I love May (and not just because it is my birthday). It is really the first month that the weather is noticeably warmer, the days are noticeably longer, the dawn chorus is earlier and louder, and the garden is burgeoning. I always wash my face in the morning dew on May Day, I can’t remember why now… May sees the last of the frosts until autumn, making it safe to plant tender plants into the garden, after about the 20th of May. The increased daylight really helps give us energy and we are more likely to potter in the garden longer, until the light fades. It is worth making the most of this, because it is only next month that we have the longest day and it starts to decline again, so make the most of it!
Jobs to do this month include lifting and dividing overcrowded clumps of spring bulbs such as daffodils and snowdrops and replanting them. This should also be done for primroses as they can get so overcrowded that they actually divide on top of each other creating a tall mound. Not the best way to display their beauty. Tie in new growth on sweet peas and clematis; gradually harden off indoor sown annuals and vegetables; prune spring flowering shrubs such as Choisya, Ribes and Chaenomeles; remove duckweed regularly from ponds but don’t forget to leave it resting on the edge of the pond for 24 hours to allow wildlife trapped in it to return to the water. When mowing, it is perfectly acceptable to put the clippings onto the compost heap, just so long as you turn the heap regularly, mixing the grass in with other materials in the heap which will prevent it from either becoming a soggy, slimy mass, or else staying grey and dust-like in the centre, neither of which is desirable in your compost.

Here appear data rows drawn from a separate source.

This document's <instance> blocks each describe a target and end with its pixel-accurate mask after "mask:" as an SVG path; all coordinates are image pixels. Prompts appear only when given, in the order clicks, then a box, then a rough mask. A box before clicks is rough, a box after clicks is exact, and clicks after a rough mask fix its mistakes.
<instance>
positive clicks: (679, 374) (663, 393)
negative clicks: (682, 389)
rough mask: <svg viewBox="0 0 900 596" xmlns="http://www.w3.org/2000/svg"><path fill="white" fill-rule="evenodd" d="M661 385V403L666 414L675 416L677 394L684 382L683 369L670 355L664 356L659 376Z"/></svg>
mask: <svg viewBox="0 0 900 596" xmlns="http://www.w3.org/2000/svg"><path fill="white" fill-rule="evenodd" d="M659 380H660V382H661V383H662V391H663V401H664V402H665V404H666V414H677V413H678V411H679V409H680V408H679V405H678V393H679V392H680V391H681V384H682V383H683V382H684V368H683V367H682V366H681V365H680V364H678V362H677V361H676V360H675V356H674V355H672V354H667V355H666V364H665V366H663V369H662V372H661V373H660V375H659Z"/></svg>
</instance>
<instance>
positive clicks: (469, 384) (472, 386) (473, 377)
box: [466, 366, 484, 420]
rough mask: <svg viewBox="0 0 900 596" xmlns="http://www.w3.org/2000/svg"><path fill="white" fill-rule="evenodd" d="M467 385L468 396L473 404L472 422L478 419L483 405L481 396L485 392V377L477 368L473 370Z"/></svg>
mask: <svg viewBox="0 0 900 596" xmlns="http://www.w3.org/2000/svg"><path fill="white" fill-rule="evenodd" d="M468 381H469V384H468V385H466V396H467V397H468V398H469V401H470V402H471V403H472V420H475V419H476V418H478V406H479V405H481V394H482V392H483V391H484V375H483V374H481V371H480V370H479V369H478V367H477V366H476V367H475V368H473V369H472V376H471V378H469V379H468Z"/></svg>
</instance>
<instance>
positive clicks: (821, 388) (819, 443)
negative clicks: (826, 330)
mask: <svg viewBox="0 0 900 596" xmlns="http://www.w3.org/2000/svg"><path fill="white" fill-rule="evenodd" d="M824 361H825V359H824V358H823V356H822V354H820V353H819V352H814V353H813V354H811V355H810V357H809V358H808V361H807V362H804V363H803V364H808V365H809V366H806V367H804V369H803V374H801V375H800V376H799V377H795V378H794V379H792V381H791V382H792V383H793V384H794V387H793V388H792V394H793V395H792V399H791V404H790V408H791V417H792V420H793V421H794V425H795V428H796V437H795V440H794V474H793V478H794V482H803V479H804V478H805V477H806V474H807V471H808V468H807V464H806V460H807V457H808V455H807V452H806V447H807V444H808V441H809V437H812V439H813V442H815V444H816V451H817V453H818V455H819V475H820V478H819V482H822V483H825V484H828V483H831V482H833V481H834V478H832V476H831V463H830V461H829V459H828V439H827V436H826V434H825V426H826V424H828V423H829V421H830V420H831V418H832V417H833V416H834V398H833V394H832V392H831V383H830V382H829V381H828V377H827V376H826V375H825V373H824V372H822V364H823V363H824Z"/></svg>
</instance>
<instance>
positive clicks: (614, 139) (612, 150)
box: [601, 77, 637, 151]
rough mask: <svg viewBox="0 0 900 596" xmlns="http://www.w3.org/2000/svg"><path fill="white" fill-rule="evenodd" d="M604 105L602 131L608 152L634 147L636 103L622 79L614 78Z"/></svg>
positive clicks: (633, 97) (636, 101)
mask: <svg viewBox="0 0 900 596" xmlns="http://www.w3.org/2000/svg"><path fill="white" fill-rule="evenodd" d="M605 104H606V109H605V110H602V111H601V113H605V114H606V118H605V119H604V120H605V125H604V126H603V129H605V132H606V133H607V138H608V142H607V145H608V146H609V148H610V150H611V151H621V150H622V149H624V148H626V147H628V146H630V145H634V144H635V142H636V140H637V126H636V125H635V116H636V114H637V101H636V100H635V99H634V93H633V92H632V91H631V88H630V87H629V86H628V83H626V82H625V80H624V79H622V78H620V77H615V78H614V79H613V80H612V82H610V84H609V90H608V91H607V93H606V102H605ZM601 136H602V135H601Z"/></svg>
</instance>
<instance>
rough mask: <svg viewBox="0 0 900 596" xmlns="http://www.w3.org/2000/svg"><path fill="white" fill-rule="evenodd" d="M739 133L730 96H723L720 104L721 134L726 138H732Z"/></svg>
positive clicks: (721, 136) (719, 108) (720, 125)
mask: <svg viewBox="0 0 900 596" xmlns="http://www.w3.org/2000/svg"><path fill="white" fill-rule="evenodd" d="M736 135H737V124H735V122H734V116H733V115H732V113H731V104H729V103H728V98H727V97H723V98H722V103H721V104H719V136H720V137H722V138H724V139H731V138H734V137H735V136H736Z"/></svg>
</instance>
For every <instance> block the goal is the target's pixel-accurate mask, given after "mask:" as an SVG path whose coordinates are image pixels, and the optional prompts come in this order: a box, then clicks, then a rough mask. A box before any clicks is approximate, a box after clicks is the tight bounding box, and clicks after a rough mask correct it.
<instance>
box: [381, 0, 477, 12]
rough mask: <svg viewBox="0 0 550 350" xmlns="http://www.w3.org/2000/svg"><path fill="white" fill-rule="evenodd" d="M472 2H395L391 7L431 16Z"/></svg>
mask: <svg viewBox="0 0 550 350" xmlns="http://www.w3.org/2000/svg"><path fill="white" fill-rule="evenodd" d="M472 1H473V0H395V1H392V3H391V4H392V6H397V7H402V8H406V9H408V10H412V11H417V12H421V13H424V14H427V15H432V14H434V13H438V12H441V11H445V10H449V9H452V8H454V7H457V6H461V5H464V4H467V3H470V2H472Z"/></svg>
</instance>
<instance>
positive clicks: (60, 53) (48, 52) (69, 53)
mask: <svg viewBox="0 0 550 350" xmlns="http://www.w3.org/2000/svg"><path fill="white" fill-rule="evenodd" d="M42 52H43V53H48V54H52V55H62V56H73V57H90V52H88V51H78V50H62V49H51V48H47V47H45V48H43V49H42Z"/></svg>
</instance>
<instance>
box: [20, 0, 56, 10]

Pest of the month: Gnats/Midges/Mosquitoes – Basically whichever it is that bites you to death on a summer’s evening when it is warm enough to sit in the garden and enjoy the fruits of your labour. I have been unable to define exactly which of the above it is, probably all three, but if you have standing water, you will have these and they really do bite! If you eliminate or cover areas of standing water such as watering cans, water butts etc it will help reduce them. Goldfish in your ponds will eat the larvae too. It is the females that bite and they are attracted to heat (body temperature), carbon dioxide (breath), lactic acid (produced in muscle tissue during exercise) and sweat. So, when you decide to sit in the garden of an evening, shower first, walk very slowly and don’t breathe!!
Design tip of the month: Have you considered making a stumpery? Find a big old root from a tree (try contacting a local tree surgeon or garden company (!) to source one for you), arrange it showing its best side which may well be standing up on its side, and plant around it. If you can use several roots, artistically arranged in an area, it will look fantastic. Plant bulbs, ferns, soft flowering alpines, hostas, herbaceous or small shrubs in and around them. If you can’t get tree roots you could use small log piles of varying numbers and sizes. The effect will be just as nice.